Finnish President Sauli Niinisto clinched an overwhelming victory in the first round of elections on Sunday.
Niinisto, a former finance minister and parliamentary speaker, won 62.7 percent of the votes cast. His closest rival, Pekka Haavisto of the Greens, got 12.4 percent.
None of the other six candidates received more than 7 percent of the vote.
Riding on his massive popularity, Niinisto comfortably avoided the need for a runoff, a first since Finland introduced a two-round presidential election by popular vote in 1994.
“I am very surprised at this kind of support. I must think hard how to be worthy of it,” 69-year-old Niinisto told reporters
“I have no intention of making changes just for the sake of making changes. Surely we will follow very closely what is happening outside of Finland, globally, and if needed, then we will surely react,” he said.
Pekka Haavisto, who also finished second in 2012, conceded the race long before the vote-count was completed, telling the Finnish national broadcaster that Niinisto “is the republic’s new president with this result.”
NATO or Russia — A delicate balancing act
Niinisto has been a fixture in Finnish politics since first winning a parliamentary seat for the conservative National Coalition Party in 1987. He followed it up with stints as justice minister and finance minister, concurrently serving as deputy prime minister, before winning his first six-year term as president in 2012.
In these elections, Niinisto ran as an independent with no association to the NCP that he earlier chaired.

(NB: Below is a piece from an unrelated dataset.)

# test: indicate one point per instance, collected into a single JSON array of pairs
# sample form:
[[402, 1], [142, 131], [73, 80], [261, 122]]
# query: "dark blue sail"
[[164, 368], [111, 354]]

During his first term as president, Niinisto is credited for having deepened ties with the United States and NATO without antagonizing Russia, with whom the Nordic country shares the longest border in the bloc.
Pro-EU President Niinisto was instrumental in maintaining ties with Russian President Vladimir Putin, despite Finland backing western economic sanctions against Russia over its annexation of Crimea in 2014. He faced flak for inviting Putin to visit shortly after the annexation.
Recent polls predicted Niinisto would get between 58 and 63 percent of the vote and Haavisto of the Greens would garner some 14 percent.
Almost 4.5 million voters were eligible to vote for the president, a largely ceremonial post following changes to the constitution adopted in 1999.
But as head of state, the president is the key foreign policy player, particularly on issues outside the European Union.